Après avoir montré où en est le débat sur la génération spontanée, il nous suffirait, pour emporter la conviction du lecteur, d’exposer avec quelque détail les expériences si belles et si lumineuses de M. Pasteur sur ce difficile sujet; mais comment résumer des expériences dont l’art réside avant tout dans la précision extrême du détail, et dans une sagacité qui ne laisse échapper aucune cause d’erreur? Contentons-nous d’indiquer trois points principaux des travaux de M. Pasteur.
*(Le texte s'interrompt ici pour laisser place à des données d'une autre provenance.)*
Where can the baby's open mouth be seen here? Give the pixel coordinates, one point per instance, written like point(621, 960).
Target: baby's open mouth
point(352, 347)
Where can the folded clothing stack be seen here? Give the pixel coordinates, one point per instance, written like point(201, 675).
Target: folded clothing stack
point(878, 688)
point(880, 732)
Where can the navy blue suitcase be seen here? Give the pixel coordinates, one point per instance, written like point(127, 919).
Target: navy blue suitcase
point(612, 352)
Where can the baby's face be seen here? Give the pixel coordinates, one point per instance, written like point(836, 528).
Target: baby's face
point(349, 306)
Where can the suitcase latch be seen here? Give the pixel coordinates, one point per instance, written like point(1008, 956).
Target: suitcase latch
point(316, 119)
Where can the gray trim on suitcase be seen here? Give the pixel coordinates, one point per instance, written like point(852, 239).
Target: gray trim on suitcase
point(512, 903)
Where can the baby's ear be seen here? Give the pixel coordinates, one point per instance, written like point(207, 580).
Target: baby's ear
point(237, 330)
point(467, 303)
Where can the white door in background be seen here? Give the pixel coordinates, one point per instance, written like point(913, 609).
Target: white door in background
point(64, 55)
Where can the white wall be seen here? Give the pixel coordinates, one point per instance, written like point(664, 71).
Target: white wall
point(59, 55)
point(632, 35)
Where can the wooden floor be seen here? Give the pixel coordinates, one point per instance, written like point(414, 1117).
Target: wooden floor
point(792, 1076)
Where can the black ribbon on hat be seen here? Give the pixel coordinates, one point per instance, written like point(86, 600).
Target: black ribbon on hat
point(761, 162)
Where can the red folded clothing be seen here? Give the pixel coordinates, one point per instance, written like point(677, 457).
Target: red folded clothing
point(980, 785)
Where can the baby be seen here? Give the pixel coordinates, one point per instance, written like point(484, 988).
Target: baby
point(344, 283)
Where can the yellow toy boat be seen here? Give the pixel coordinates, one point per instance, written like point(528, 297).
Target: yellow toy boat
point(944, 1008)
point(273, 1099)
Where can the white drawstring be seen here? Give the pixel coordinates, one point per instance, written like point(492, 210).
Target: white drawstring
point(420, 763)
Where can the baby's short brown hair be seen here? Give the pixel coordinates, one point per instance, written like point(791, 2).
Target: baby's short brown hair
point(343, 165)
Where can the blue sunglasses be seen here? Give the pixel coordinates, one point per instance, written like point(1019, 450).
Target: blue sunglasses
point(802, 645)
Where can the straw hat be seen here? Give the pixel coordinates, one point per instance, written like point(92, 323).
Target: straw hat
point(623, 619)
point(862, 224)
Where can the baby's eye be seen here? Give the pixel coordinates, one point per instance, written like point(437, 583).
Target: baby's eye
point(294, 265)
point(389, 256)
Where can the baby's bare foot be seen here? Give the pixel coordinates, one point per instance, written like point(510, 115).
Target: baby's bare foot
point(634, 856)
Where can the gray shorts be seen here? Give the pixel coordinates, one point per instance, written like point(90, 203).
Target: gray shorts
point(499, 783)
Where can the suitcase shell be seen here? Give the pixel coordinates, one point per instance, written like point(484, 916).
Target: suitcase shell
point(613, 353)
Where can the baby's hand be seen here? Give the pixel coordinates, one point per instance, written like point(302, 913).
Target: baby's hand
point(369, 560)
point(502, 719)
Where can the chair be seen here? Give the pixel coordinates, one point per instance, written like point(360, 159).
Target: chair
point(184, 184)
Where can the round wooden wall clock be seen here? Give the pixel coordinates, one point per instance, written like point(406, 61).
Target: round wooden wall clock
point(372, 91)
Il a établi d’abord que l’air contient en suspension des corpuscules organisés, tout à fait semblables à des germes, et il a pu les recueillir avec abondance par une méthode qui lui est propre; il a montré que le nombre de ces corpuscules diminuait à mesure que l’on s’élevait dans l’atmosphère, en vertu des lois de la pesanteur, qui les attire vers la terre, et en effet, exposant divers liquides à l’air libre à différentes hauteurs de l’atmosphère, il obtenait d’autant moins de générations dites spontanées qu’il s’élevait plus haut : faits parfaitement conformes à l’hypothèse de la dissémination des germes. La seconde série de ses expériences a consisté à empêcher la production des générations

  1. Flourens, Journal des Savans, mai 1861.